# Cycling Club - Aldridge Area WS8



## iprice606 (14 Jan 2022)

Hey all

I need some help. I have been cycling (road) approx 18 months now and I am signed up in June to do L2P and want to join a group to ride in a group and network with fellow cyclists

Is there any ones around Aldridge West Midlands area that will accept newbies 

Thanks

Ian


----------



## Flick of the Elbow (17 Jan 2022)

iprice606 said:


> Hey all
> 
> I need some help.
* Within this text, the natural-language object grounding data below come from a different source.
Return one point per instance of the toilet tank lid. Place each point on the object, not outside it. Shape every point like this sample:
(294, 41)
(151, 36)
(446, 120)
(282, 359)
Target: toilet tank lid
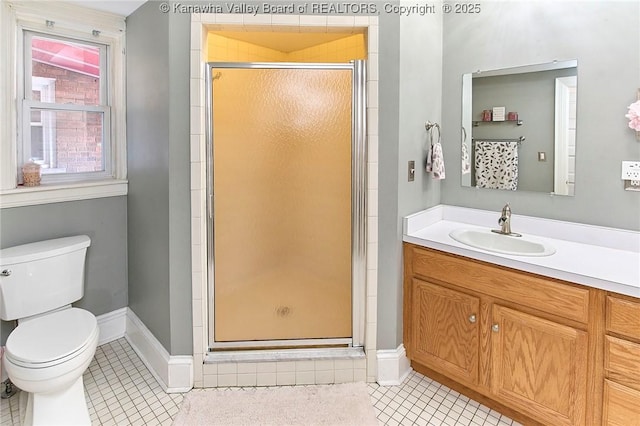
(43, 249)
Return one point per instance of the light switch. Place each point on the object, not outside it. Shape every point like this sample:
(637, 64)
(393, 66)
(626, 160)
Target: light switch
(411, 171)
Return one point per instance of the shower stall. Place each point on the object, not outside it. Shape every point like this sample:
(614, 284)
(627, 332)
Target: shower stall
(286, 210)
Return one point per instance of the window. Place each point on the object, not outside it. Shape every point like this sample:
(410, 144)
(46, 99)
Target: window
(62, 102)
(65, 115)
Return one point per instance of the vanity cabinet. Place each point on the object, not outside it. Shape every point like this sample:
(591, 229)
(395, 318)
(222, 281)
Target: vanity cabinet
(539, 366)
(445, 330)
(621, 398)
(513, 338)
I have been cycling (road) approx 18 months now and I am signed up in June to do L2P and want to join a group to ride in a group and network with fellow cyclists
> 
> ...


For obvious reasons I am not in a position to comment on your local clubs but have you looked on the British Cycling website ?
https://www.britishcycling.org.uk/clubs


----------



## iandg (17 Jan 2022)

Walsall Roads used to meet in Aldridge - but that was some time ago, I was a member in 1997 

Royal Sutton is the only other club I can think of.

Just found this too - https://www.pelsallsocialcyclingclub.uk/


----------



## kingrollo (25 May 2022)

Slightly off location - but stourbridge CC - More than welcomes newbies - PM me for more info if interested.


----------



## alicat (25 May 2022)

North Birmingham Cycling UK http://www.northbirminghamcycling.uk/ are friendly.

Rides meet at Blake Street station, St Peter's Little Aston, Streetly Gate etc so not far from you.


----------



## alicat (25 May 2022)

Oh, just realised the OP posted in Jan!


----------